Veel Amerikaanse wetshandhavers zijn getraind om verhoren uit te voeren op manieren die roekeloos valse bekentenissen aanmoedigen. Met de populaire Reid-techniek onderzoeken verhoorders eerst de lichaamstaal van een verdachte op aanwijzingen die zogenaamd op schuld wijzen. In werkelijkheid wijzen deze non-verbale signalen vaak alleen maar op nervositeit. Maar zodra verhoorders besluiten dat een verdachte schuldig is, wordt hun enige doel het verkrijgen van een toelaatbare bekentenis. Ze kunnen de verdediging van een verdachte verzwakken door hem slaap en voedsel te onthouden. Of ze liegen tegen een verdachte en verwarren hem met verzonnen maar overtuigend bewijs van zijn eigen schuld. Of zij kunnen de ernst van de vermeende daden van de verdachte minimaliseren door moreel aanvaardbare motieven aan te voeren, zoals een ongeluk of zelfverdediging, die de verdachte zou kunnen onderschrijven in de hoop het verhoor te beëindigen.

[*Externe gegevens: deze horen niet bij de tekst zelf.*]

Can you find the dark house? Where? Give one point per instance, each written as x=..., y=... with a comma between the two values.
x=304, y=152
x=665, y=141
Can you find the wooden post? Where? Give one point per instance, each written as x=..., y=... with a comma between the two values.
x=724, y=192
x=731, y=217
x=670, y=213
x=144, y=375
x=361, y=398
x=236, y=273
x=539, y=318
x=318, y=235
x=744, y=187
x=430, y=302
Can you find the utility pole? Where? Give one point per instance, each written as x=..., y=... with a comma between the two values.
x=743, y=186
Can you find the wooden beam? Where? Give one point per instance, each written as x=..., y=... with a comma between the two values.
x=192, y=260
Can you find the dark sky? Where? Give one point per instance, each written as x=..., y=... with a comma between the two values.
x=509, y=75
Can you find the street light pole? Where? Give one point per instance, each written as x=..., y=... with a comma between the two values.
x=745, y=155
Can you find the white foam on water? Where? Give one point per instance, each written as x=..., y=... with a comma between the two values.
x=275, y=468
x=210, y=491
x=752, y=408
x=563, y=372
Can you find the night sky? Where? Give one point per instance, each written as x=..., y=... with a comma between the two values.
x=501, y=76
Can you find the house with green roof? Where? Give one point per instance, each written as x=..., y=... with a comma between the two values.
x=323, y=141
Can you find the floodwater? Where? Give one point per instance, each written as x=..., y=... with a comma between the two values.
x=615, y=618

Je hebt dit waarschijnlijk allemaal gezien in politiedrama’s op tv, maar het ruïneert de levens van echte onschuldige mensen. Vandaag heeft een jury van drie rechters in Wake County James Blackmon vrijgesproken, een man met een ernstige geestelijke ziekte die werd gemanipuleerd om te bekennen over een moord in 1979 op het St. Augustine’s College. Het oppervlakkige bewijs bracht de politie naar Blackmon’s bed in Dorothea Dix, een psychiatrisch ziekenhuis waar Blackmon was opgesloten. Vier jaar na de moord op St. Aug’s studente Helena Payton, lang nadat de zaak in de doofpot was gestopt, kreeg de politie een tip dat een anonieme patiënte in Dix een gelijkaardige misdaad had bekend. Hoewel er geen patiënt in Dix was met de naam die de informant gaf, eindigde de politie op een of andere manier met het ondervragen van Blackmon.

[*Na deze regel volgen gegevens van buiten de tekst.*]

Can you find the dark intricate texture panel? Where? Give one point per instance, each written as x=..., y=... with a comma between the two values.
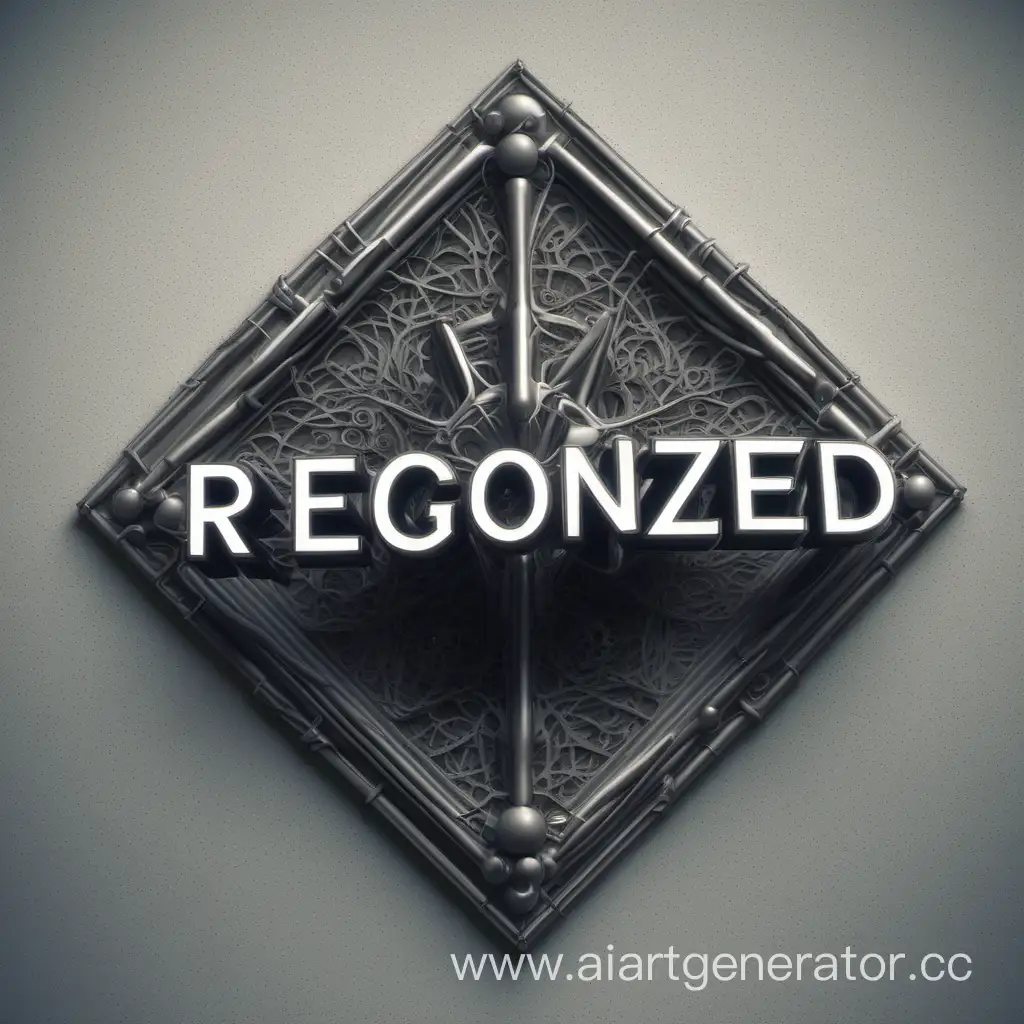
x=417, y=638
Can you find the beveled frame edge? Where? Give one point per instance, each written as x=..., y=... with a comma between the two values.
x=692, y=264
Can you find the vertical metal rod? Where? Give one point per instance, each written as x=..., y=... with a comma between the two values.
x=522, y=388
x=519, y=702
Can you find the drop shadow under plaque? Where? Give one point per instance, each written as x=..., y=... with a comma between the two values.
x=645, y=668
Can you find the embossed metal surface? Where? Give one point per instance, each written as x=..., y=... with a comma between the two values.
x=520, y=763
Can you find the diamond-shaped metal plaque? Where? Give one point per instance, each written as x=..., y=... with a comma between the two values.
x=643, y=668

Blackmon’s geestesziekte was onmiddellijk duidelijk. Hij vergeleek zichzelf met Dracula, beweerde telepathische krachten te hebben en in staat te zijn natuurrampen te veroorzaken, en meldde UFO’s te hebben gezien. Agenten merkten op dat hij een cape droeg zoals Superman. Naast het feit dat hij leed aan schizoaffectieve stoornis, een ernstige psychotische ziekte, was Blackmon’s IQ getest op een waarde van 69. Studies hebben aangetoond dat mensen met mentale en cognitieve beperkingen meer kans hebben om valse bekentenissen af te leggen.
Ondanks zijn kwetsbaarheid en het ontbreken van enig bewijs dat hem aan het misdrijf koppelt, ondervroeg de politie Blackmon keer op keer. In feite, volgens valse bekentenis expert Allison Redlich, gebruikten ze Blackmon’s geestesziekte om hem te manipuleren. Uiteindelijk ging Blackmon akkoord met de agenten dat “de slechte James Blackmon” Payton vermoord moet hebben, terwijl de “goede James Blackmon” ergens anders was. Maar, veelzeggend, Blackmon kende niet eens de basisfeiten van het misdrijf, inclusief hoe Payton was vermoord.
Blackmon’s “bekentenis” was het enige bewijs tegen hem. Detectives vonden nooit enig fysiek bewijs of ooggetuigen die hem in verband brachten met Helena Payton of de plaats delict. In feite is er fysiek bewijs dat wijst naar een andere verdachte, en het lijkt nu waarschijnlijk dat Blackmon in New York was toen Payton werd vermoord. Toch, geconfronteerd met de mogelijkheid van een doodvonnis, pleitte Blackmon schuldig en kreeg levenslang, terwijl hij nog steeds zijn onschuld verkondigde.
Ondanks overtuigend bewijs dat de bekentenis vals was, vocht Wake District Attorney Lorrin Freeman tegen Blackmon’s vrijspraak. Ze had kunnen instemmen met zijn vrijlating, zoals de aanklager deed in de zaak van Henry en Leon. In plaats daarvan zei ze dat de last op hem lag om zijn onschuld te bewijzen, een extreem hoge lat die veel onschuldige mensen ervan weerhoudt om ooit uit de gevangenis vrijgelaten te worden. Nu Blackmon onschuldig is verklaard door het panel van drie rechters, werpt zijn zaak nog meer twijfel op de betrouwbaarheid van bekentenissen, de technieken die rechtshandhavers gebruiken om ze te verkrijgen en de beslissingen van aanklagers om erop te vertrouwen om veroordelingen veilig te stellen en tot pleidooien aan te zetten. Vandaag zal een holle overwinning zijn voor een man die 35 ongerechtvaardigde jaren in de gevangenis heeft doorgebracht – tenzij aanklagers en politie dit gebruiken als een gelegenheid om de wijdverspreide praktijken die leiden tot onterechte veroordelingen opnieuw te evalueren.